This post is also available in: heעברית (Hebrew)

Using OpenAI’s products? Turns out your personal data is not as safe as you believed- Google researchers recently released a study in which they found they could utilize keywords to trick ChatGPT into tapping into and releasing training data that was not intended for disclosure.

The massive growth in ChatGPT usage rests in part on its collection of over 300 billion chunks of data scraped from various online sources, and although OpenAI has taken steps to protect privacy, everyday chats and postings leave a massive pool of data (much of it personal) that is not intended for widespread distribution.

The researchers said in their paper that they were able to extract over 10,000 unique verbatim memorized training examples using only $200 worth of queries to ChatGPT, adding- “Our extrapolation to larger budgets suggests that dedicated adversaries could extract far more data.”

They elaborated that they could obtain names, phone numbers, and addresses of individuals and companies by feeding ChatGPT absurd commands that force a malfunction.

According to Techxplore, the researchers would request that ChatGPT repeat the word “poem” ad infinitum, which forced the model to reach beyond its training procedures and “fall back on its original language modeling objective” and tap into restricted details in its training data.
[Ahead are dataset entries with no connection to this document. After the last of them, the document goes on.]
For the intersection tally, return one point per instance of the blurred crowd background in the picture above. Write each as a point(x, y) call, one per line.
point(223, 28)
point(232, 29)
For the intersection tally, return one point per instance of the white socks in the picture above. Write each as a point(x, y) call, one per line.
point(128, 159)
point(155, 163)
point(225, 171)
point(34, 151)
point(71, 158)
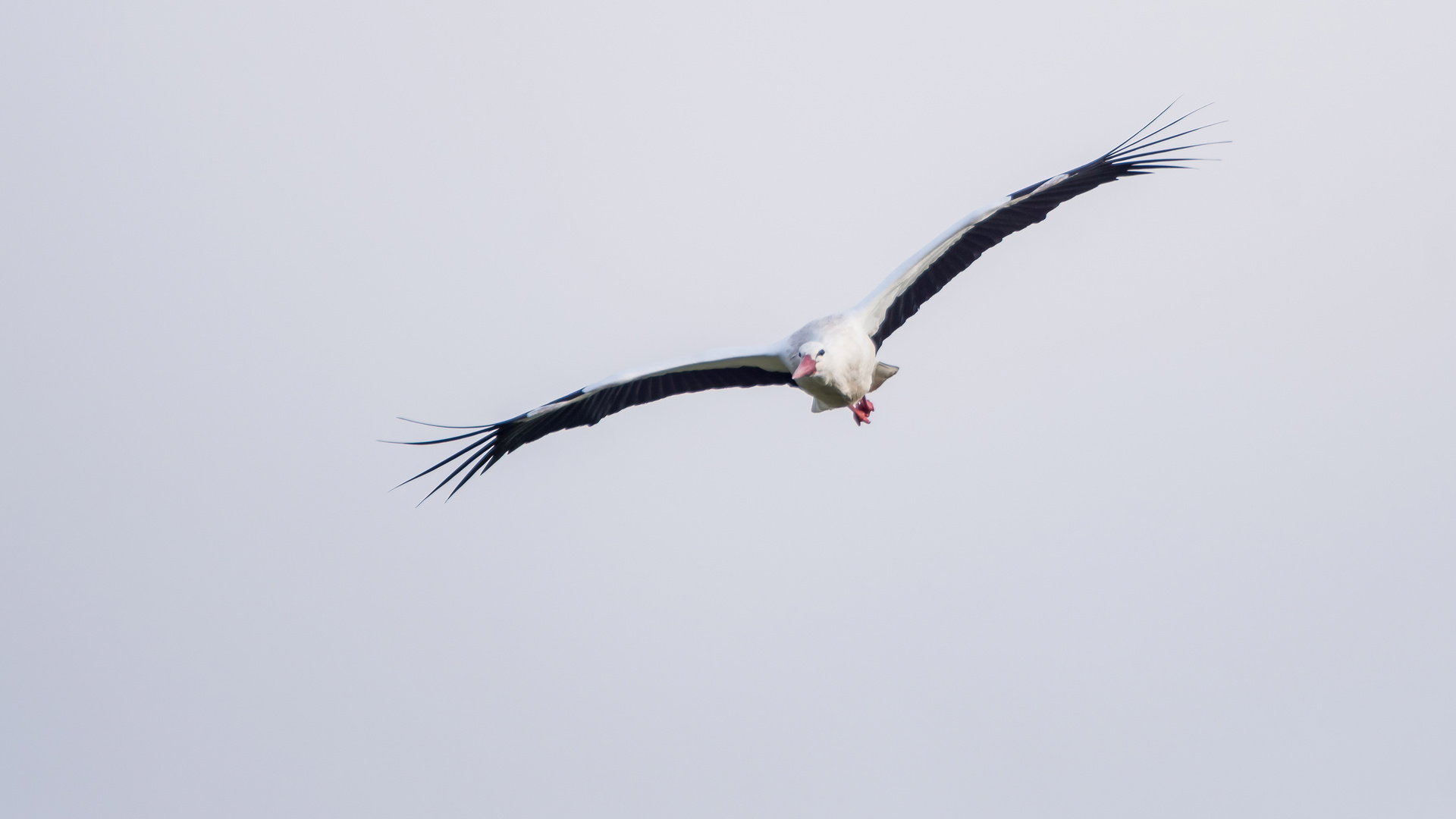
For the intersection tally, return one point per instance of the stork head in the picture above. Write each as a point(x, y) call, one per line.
point(810, 356)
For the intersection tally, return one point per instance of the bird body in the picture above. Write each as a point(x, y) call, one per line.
point(833, 359)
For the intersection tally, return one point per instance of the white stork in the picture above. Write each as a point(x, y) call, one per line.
point(833, 359)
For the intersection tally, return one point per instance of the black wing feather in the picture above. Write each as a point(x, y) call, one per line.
point(1128, 159)
point(494, 442)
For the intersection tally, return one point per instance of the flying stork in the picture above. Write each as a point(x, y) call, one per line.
point(833, 359)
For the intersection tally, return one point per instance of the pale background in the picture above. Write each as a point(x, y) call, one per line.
point(1156, 519)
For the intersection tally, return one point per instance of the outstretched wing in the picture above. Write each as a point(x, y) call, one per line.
point(937, 264)
point(718, 369)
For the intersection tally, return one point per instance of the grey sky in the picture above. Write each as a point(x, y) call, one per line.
point(1155, 521)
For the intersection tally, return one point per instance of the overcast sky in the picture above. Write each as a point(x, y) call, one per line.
point(1158, 518)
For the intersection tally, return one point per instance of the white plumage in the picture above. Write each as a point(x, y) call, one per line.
point(833, 359)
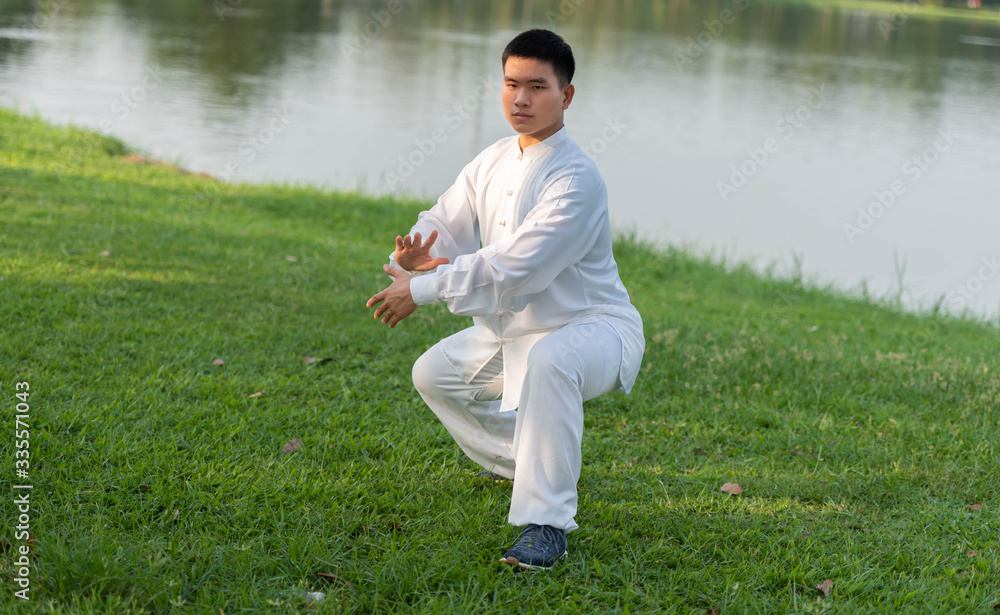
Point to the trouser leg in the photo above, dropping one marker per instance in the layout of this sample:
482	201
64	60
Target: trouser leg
470	411
565	368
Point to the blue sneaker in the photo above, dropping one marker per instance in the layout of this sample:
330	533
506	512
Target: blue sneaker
537	546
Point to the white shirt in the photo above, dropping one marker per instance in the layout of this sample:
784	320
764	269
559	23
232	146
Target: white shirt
541	217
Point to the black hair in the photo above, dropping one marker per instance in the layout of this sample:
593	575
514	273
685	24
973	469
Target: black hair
543	45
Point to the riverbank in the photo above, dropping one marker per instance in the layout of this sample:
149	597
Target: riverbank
179	335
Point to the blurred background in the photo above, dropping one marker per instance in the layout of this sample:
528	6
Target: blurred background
856	143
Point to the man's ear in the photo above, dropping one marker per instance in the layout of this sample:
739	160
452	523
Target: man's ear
568	91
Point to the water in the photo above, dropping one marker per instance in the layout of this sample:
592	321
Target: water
786	135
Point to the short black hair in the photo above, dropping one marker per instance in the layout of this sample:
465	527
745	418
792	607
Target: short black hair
543	45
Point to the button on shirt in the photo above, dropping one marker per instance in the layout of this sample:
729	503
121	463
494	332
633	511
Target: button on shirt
528	240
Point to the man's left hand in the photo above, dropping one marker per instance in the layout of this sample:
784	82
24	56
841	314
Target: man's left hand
397	302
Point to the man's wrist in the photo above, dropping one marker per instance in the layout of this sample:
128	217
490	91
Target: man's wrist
423	289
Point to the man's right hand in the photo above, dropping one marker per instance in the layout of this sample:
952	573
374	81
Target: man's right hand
416	256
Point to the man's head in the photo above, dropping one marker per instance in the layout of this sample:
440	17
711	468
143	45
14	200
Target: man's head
538	70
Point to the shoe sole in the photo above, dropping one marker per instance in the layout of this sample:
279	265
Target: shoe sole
514	563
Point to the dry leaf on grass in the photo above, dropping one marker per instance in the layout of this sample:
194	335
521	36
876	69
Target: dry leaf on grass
291	446
732	489
310	360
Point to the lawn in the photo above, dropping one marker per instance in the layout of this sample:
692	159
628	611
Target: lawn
177	334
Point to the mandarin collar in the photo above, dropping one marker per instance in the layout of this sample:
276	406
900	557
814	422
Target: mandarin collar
542	147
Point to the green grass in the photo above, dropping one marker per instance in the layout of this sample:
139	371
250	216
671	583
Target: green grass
860	434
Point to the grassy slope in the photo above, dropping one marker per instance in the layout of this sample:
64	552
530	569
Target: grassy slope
861	435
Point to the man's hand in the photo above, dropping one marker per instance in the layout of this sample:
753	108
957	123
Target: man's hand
410	254
397	302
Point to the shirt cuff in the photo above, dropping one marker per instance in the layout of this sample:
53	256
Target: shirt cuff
424	290
395	265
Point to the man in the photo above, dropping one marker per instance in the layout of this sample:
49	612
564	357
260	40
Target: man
552	322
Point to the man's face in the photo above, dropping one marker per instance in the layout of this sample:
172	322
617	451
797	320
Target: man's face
532	99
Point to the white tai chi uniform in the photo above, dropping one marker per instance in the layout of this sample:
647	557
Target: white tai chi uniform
552	322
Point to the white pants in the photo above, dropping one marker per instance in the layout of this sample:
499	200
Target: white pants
539	444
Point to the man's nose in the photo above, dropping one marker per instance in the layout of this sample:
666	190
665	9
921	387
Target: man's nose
522	99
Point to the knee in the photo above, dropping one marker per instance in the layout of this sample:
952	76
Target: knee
426	372
549	359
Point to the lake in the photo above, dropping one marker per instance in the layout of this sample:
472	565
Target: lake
856	147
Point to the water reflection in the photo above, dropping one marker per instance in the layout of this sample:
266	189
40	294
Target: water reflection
695	87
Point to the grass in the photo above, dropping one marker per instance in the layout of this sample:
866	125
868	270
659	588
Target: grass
862	435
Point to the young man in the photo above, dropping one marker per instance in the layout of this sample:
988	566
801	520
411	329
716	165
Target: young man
552	322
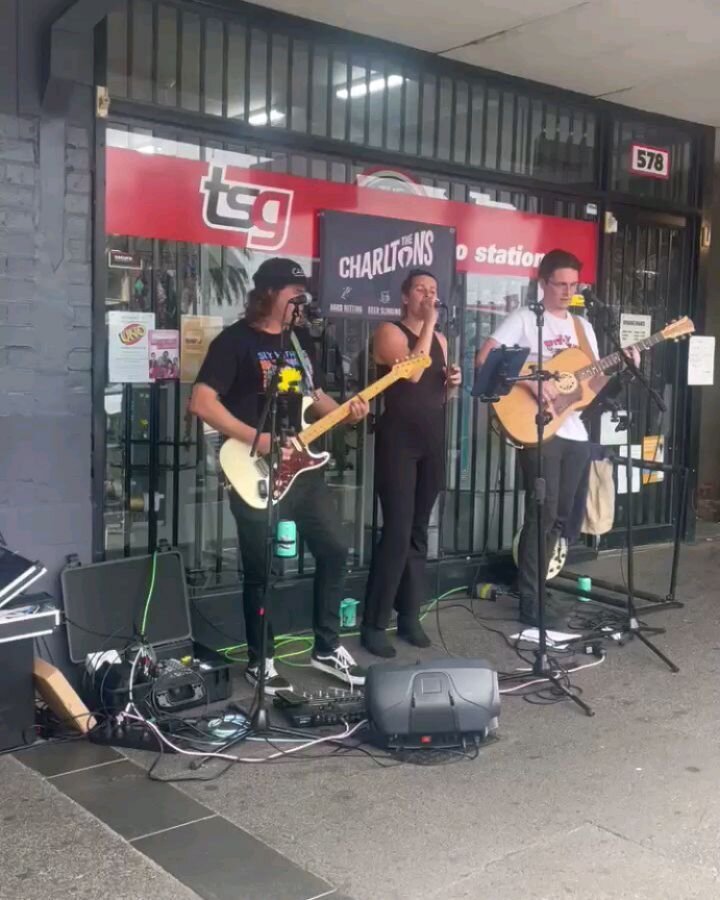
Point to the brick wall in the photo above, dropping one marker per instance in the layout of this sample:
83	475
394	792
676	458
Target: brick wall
45	338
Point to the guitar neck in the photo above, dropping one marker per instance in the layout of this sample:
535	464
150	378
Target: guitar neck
604	365
317	429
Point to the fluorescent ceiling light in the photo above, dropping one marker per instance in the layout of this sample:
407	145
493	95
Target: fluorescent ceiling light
360	88
262	118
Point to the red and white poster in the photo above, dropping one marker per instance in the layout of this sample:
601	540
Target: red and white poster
164	355
205	203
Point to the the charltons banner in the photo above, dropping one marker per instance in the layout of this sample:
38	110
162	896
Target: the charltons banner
176	199
365	259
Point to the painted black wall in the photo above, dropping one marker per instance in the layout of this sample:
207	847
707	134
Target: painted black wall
45	301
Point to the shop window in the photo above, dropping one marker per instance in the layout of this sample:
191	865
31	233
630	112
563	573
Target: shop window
167	56
190	70
117	44
214	60
319	97
162	477
299	85
141	40
237	70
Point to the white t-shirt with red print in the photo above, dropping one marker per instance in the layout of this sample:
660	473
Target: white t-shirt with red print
558	334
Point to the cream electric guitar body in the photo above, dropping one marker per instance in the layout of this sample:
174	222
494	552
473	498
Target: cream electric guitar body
250	475
578	379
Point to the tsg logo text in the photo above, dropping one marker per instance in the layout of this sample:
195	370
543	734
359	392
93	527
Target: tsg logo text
261	213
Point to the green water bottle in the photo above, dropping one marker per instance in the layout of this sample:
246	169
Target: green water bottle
286	539
348	612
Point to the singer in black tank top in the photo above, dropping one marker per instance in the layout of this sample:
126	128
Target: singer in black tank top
409	467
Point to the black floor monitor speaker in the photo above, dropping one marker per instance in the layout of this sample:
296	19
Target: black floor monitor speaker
437	704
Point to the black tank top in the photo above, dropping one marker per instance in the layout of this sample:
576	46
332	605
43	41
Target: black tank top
421	402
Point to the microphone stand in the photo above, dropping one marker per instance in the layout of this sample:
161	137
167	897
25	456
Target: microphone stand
259	721
632	628
542	666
They also reached a similar result by requesting infinite repetition of the word “company,” and managed to retrieve the email address and phone number of an American law firm.

In response to potential unauthorized data disclosures, some companies placed restrictions on employee usage of large language models earlier this year. Rising concerns about data breaches caused OpenAI to add a feature that turns off chat history, adding a layer of protection to sensitive data. The problem is that such data is still retained for 30 days before being permanently deleted.

In conclusion, the researchers termed their findings “worrying” and said their report should serve as “a cautionary tale for those training future models,” warning that users “should not train and deploy LLMs for any privacy-sensitive applications without extreme safeguards.”